Augmented Reality: How Niantic and Pokemon Go Will Change the Way We Play Games
We're all about to live in a Pokémon World...
In a GameSkinny article last month, all of us were introduced to Pokémon Go. We learned that the next Pokémon game wouldn't come to the 3DS, like everyone would have expected. Instead, it was revealed that it will be coming to our smartphones.
Since Nintendo has been saying that they are ready to develop for mobile since March of this year (and likely before that, since Pokemon Go has been in development since 2013), this move should not have been unexpected in retrospect. The mobile market isn't exactly new to Nintendo, since they have had some small successes in Japan as far back as December of last year with their Collectable Badge Center.
Oh, and they also bought ten percent of deNA, a Japanese mobile developer.

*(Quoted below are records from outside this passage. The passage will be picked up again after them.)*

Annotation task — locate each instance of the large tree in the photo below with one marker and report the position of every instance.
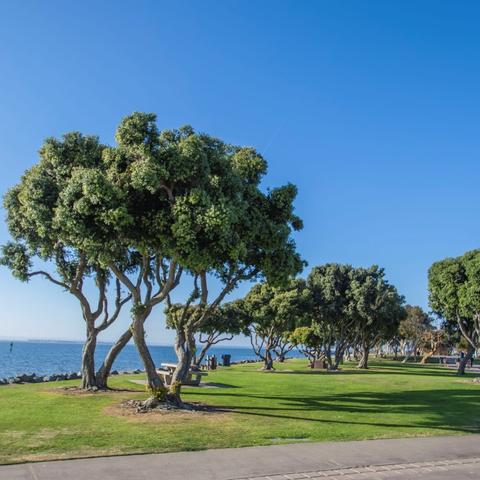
(454, 295)
(412, 330)
(378, 309)
(310, 341)
(249, 238)
(222, 326)
(274, 313)
(333, 313)
(182, 202)
(41, 248)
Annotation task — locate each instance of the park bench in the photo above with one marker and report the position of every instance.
(194, 376)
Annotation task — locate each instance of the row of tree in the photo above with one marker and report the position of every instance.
(126, 224)
(338, 308)
(134, 220)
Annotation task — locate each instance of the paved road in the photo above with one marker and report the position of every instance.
(406, 459)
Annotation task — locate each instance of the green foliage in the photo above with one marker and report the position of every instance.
(454, 293)
(415, 324)
(15, 257)
(275, 311)
(378, 306)
(228, 319)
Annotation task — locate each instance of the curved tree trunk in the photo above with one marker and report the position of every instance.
(268, 360)
(197, 361)
(364, 358)
(339, 353)
(185, 350)
(155, 384)
(88, 361)
(104, 371)
(464, 361)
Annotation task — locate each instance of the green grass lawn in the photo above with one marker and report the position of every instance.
(293, 404)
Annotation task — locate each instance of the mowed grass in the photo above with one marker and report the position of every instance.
(293, 404)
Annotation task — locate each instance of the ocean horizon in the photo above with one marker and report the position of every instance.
(48, 357)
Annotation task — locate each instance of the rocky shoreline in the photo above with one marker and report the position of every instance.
(56, 377)
(60, 377)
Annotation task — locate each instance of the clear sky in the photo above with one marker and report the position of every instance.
(370, 107)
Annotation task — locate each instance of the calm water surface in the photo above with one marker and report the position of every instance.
(45, 358)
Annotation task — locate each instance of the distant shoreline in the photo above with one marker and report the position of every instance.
(80, 342)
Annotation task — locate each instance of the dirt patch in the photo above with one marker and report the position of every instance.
(128, 410)
(80, 391)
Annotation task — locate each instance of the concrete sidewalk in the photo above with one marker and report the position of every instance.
(415, 458)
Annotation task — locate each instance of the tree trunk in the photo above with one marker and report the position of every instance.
(268, 361)
(88, 361)
(155, 384)
(464, 361)
(104, 371)
(339, 353)
(364, 359)
(185, 350)
(197, 361)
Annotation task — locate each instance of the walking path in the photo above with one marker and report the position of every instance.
(402, 459)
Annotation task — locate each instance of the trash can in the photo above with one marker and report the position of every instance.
(226, 359)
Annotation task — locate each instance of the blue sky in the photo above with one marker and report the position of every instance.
(371, 108)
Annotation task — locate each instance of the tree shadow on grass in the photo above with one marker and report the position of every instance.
(448, 410)
(408, 369)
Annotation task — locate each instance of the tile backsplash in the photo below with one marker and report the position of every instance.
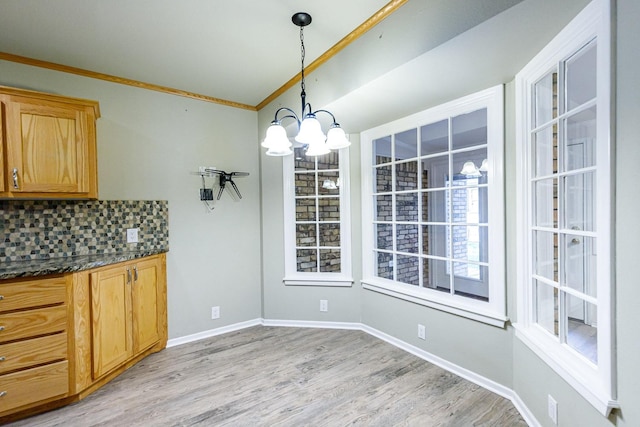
(32, 230)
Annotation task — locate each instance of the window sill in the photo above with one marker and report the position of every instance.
(582, 378)
(419, 296)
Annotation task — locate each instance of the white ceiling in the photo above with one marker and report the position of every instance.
(236, 50)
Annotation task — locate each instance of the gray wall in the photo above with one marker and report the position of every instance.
(148, 145)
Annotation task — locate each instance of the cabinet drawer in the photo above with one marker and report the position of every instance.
(30, 323)
(32, 293)
(33, 385)
(36, 351)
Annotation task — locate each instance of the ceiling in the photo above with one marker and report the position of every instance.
(241, 50)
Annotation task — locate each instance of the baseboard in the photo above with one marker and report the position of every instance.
(471, 376)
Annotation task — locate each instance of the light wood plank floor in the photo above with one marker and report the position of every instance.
(276, 376)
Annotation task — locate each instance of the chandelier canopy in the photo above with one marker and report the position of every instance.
(310, 132)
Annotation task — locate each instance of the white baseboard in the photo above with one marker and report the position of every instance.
(471, 376)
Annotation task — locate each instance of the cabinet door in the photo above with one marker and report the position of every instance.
(111, 318)
(146, 324)
(47, 146)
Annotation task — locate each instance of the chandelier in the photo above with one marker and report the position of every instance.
(310, 132)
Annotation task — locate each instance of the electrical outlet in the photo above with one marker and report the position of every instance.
(132, 235)
(422, 332)
(215, 312)
(552, 409)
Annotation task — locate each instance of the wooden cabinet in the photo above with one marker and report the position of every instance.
(48, 146)
(34, 345)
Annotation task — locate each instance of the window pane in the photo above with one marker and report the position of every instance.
(546, 99)
(384, 234)
(579, 150)
(408, 269)
(384, 265)
(384, 207)
(582, 332)
(329, 234)
(469, 129)
(546, 307)
(329, 209)
(406, 176)
(546, 203)
(546, 254)
(580, 201)
(306, 260)
(580, 71)
(434, 138)
(580, 264)
(330, 260)
(305, 209)
(545, 144)
(406, 144)
(382, 179)
(382, 150)
(407, 207)
(407, 238)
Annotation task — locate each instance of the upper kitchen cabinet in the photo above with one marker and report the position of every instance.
(48, 148)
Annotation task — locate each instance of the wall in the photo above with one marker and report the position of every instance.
(149, 144)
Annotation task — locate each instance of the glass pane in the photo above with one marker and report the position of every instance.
(306, 260)
(545, 144)
(434, 206)
(582, 332)
(382, 179)
(469, 129)
(546, 99)
(470, 243)
(546, 306)
(435, 240)
(305, 209)
(384, 236)
(546, 203)
(384, 263)
(329, 208)
(580, 264)
(382, 150)
(434, 275)
(407, 207)
(330, 260)
(579, 150)
(384, 207)
(329, 161)
(406, 144)
(580, 201)
(580, 72)
(434, 138)
(329, 234)
(406, 176)
(305, 184)
(407, 238)
(546, 254)
(306, 235)
(328, 183)
(408, 269)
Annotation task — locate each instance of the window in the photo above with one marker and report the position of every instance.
(317, 215)
(433, 210)
(564, 226)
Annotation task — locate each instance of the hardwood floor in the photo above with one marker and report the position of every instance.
(277, 376)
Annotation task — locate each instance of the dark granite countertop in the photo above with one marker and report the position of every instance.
(43, 267)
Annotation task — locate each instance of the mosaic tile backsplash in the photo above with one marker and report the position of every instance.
(37, 230)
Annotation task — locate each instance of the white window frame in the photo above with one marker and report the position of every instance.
(492, 312)
(294, 277)
(596, 383)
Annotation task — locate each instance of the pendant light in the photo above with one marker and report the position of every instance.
(310, 132)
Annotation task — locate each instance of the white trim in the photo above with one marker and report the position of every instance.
(467, 374)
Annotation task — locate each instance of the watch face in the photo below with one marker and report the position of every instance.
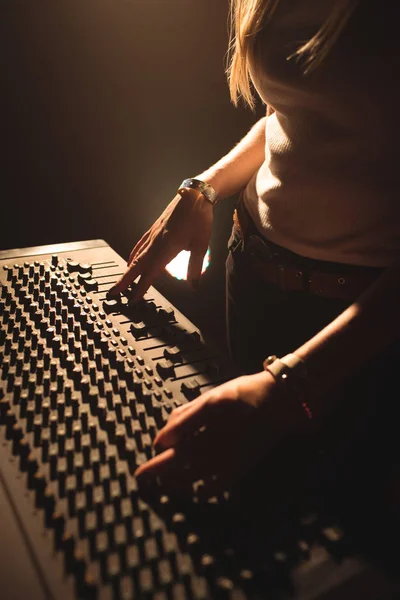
(179, 265)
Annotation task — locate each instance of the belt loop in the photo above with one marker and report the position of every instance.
(281, 277)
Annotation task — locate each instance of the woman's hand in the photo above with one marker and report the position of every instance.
(185, 224)
(220, 435)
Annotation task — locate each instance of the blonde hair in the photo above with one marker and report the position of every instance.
(249, 17)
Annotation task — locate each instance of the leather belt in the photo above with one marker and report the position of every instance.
(291, 272)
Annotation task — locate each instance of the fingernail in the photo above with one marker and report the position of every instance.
(113, 290)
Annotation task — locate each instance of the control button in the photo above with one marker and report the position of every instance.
(173, 353)
(166, 314)
(165, 368)
(72, 266)
(139, 330)
(85, 268)
(110, 306)
(90, 285)
(191, 389)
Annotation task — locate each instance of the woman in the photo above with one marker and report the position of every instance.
(313, 258)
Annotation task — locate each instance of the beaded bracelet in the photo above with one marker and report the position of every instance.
(290, 372)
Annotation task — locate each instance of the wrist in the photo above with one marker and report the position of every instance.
(200, 186)
(290, 375)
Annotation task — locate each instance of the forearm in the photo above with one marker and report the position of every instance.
(232, 173)
(364, 329)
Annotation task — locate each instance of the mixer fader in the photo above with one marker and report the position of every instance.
(86, 382)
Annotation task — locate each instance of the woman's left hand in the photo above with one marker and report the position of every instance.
(220, 435)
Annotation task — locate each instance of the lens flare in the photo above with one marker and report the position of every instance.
(178, 266)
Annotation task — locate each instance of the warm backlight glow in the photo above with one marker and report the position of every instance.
(178, 266)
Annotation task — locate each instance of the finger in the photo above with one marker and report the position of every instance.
(177, 468)
(127, 278)
(186, 423)
(195, 266)
(181, 409)
(144, 283)
(138, 247)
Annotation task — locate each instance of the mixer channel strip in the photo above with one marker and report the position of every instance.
(86, 382)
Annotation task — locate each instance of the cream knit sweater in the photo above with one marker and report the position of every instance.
(328, 188)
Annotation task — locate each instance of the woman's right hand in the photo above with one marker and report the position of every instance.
(185, 224)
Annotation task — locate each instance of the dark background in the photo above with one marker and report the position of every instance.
(107, 105)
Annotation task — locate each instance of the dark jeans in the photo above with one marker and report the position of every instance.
(359, 439)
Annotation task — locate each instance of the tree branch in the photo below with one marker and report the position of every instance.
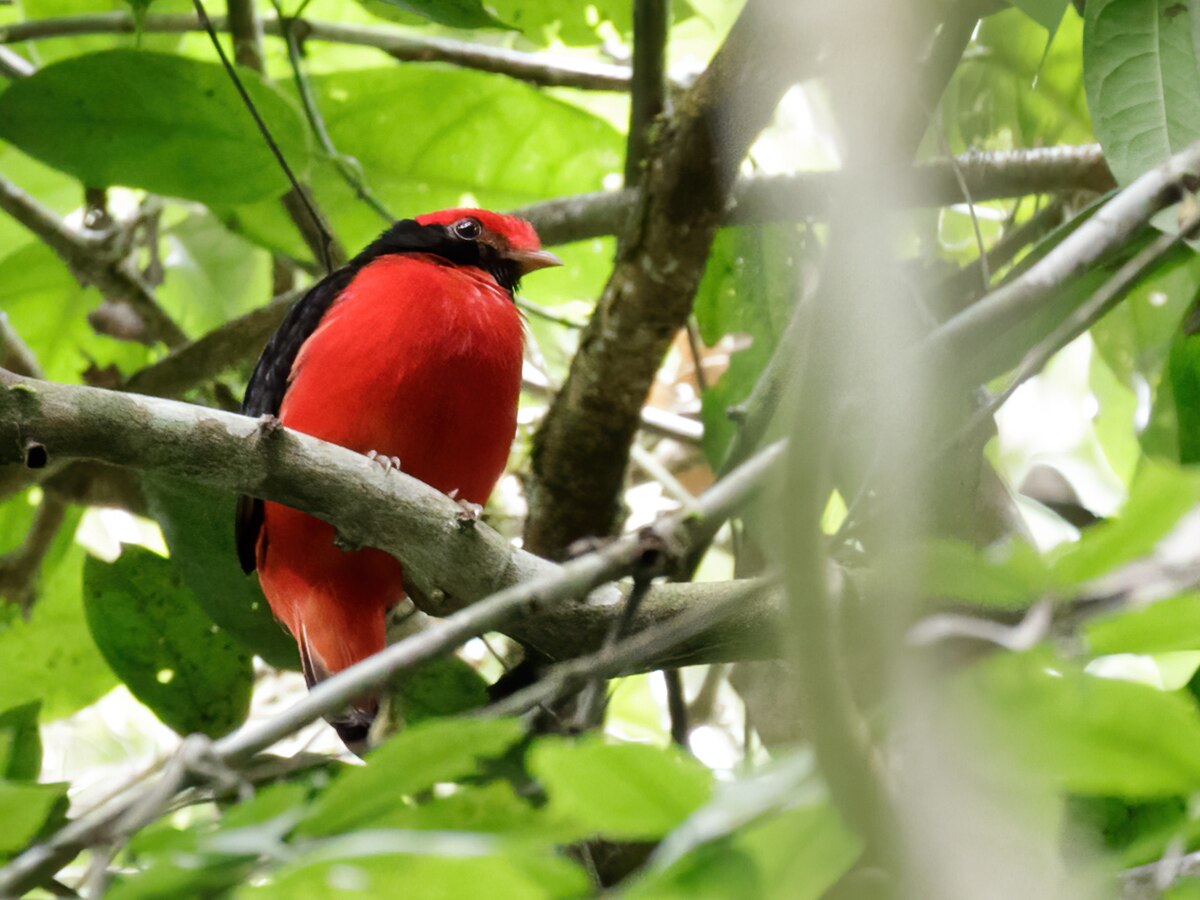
(399, 45)
(648, 91)
(448, 563)
(659, 263)
(87, 257)
(763, 199)
(958, 343)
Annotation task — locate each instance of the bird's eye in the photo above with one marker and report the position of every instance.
(467, 228)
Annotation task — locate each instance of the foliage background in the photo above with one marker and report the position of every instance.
(1019, 684)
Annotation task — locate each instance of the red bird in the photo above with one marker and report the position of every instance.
(412, 351)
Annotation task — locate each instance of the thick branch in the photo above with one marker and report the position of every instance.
(581, 449)
(447, 562)
(789, 198)
(537, 69)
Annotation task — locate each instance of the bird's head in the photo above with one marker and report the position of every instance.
(504, 246)
(508, 246)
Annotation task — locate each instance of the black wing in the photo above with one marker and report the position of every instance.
(269, 383)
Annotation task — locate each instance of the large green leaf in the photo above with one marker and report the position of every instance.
(1049, 721)
(21, 743)
(409, 875)
(167, 124)
(162, 645)
(1167, 625)
(60, 47)
(1159, 496)
(431, 137)
(29, 811)
(417, 759)
(197, 523)
(51, 657)
(49, 310)
(1012, 90)
(1143, 83)
(624, 791)
(793, 856)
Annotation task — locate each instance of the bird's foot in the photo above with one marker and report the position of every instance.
(468, 513)
(389, 463)
(269, 425)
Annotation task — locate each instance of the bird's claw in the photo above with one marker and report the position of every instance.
(269, 424)
(389, 463)
(468, 513)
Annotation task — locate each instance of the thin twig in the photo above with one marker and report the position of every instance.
(90, 261)
(402, 46)
(349, 169)
(1081, 318)
(325, 245)
(613, 660)
(648, 91)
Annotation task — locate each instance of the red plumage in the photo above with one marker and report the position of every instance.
(418, 357)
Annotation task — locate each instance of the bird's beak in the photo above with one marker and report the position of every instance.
(531, 261)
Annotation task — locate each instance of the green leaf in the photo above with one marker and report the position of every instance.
(1159, 496)
(21, 743)
(162, 645)
(1183, 369)
(1141, 79)
(28, 813)
(487, 809)
(197, 523)
(60, 47)
(793, 856)
(51, 657)
(747, 291)
(47, 306)
(1012, 90)
(415, 759)
(1051, 723)
(1047, 13)
(622, 791)
(1161, 627)
(371, 876)
(166, 124)
(439, 688)
(1006, 575)
(456, 13)
(465, 135)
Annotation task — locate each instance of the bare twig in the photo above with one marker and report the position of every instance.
(349, 169)
(300, 207)
(87, 258)
(648, 93)
(201, 360)
(15, 353)
(958, 343)
(613, 660)
(403, 46)
(1081, 318)
(19, 569)
(13, 65)
(761, 199)
(659, 263)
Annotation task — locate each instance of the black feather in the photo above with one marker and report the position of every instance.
(273, 372)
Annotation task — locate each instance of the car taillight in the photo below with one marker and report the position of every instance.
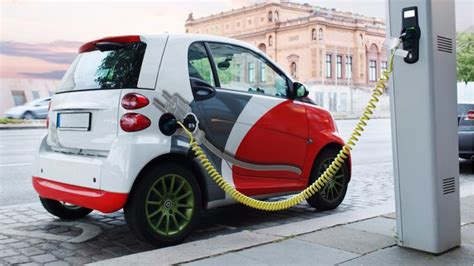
(469, 115)
(47, 116)
(133, 101)
(132, 122)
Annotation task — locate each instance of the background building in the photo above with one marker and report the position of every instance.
(338, 54)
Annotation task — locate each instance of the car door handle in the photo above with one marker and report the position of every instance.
(201, 89)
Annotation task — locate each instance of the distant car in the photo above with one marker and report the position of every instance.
(36, 109)
(466, 120)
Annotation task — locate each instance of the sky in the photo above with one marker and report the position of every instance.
(39, 38)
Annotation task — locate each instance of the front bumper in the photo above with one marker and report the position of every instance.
(95, 199)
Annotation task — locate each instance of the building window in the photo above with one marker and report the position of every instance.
(294, 69)
(333, 101)
(263, 72)
(251, 72)
(35, 94)
(19, 97)
(383, 66)
(328, 66)
(239, 72)
(319, 98)
(348, 67)
(372, 70)
(339, 67)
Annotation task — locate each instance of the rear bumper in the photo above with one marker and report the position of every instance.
(95, 199)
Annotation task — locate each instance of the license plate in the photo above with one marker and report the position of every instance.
(74, 121)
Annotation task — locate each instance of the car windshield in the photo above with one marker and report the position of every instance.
(110, 69)
(35, 102)
(466, 93)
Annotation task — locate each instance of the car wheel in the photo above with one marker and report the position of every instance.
(164, 205)
(28, 115)
(64, 210)
(332, 194)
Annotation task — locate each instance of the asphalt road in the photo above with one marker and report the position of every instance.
(18, 148)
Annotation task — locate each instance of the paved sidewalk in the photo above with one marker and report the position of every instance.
(362, 242)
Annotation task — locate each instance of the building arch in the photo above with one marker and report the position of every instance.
(321, 34)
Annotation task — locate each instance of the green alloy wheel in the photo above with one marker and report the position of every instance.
(334, 191)
(170, 204)
(164, 205)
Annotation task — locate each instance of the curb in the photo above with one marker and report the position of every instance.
(23, 127)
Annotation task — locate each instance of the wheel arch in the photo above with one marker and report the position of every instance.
(180, 158)
(334, 146)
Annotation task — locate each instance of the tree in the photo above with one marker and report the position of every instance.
(465, 56)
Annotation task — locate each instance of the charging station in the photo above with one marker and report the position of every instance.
(424, 125)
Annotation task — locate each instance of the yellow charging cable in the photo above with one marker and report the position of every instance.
(316, 185)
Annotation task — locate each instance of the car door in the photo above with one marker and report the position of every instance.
(250, 119)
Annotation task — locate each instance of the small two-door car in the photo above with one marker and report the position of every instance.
(112, 140)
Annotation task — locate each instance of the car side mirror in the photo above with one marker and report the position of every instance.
(300, 90)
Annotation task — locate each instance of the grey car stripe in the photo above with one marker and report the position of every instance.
(256, 167)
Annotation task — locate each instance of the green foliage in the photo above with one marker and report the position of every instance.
(465, 56)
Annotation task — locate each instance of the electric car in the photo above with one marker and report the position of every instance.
(113, 141)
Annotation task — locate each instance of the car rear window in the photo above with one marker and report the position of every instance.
(107, 69)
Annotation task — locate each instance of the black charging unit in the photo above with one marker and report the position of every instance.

...And Ingress Brought Us There
Niantic, the second half of the partnership with Nintendo, is in charge of creating every aspect of the Augmented Reality in Pokémon Go. These are the developers behind Ingress, another Augmented Reality Game that uses much of the same underlying framework as Pokémon Go; Traveling to specific sites, special events, and story elements woven in all the while. Ingress players have had full scale battles in Disneyland, Longshore, and entire thousand mile swaths of land on more than four continents.
If this is the future of Pokémon, we might just have a revolution on our hands. Right now, people are usually tied to Wi-fi battles or yearly tournaments in one location. Now you might find people in real, tangible locations all over the world ready to battle or trade with you at a moment's notice anywhere, any time of year. Once where you had to sit for hours just to make enough progress to find that rare monster, or level up to get that Charizard, you can just open up your front door and find one standing across the street, ready for you to catch them.
...And the Reality
All of that being said, this is all theoretical of course. We can infer from the trailer that we can see the monsters from our device’s camera, but not whether it will display the actual space beyond, or a generic backdrop, as seen in the promotional photos. We also do not know how much the peripherals or extra in-app items will cost, or how much they will affect standard gameplay, or how this might interact with future main releases.
In the end, Nintendo and Niantic have some lofty goals and a lot of potential to do something downright amazing. However, these are many questions that still remain unanswered, and there are a lot of fans, including myself, that will be watching this project with much interest in the coming months.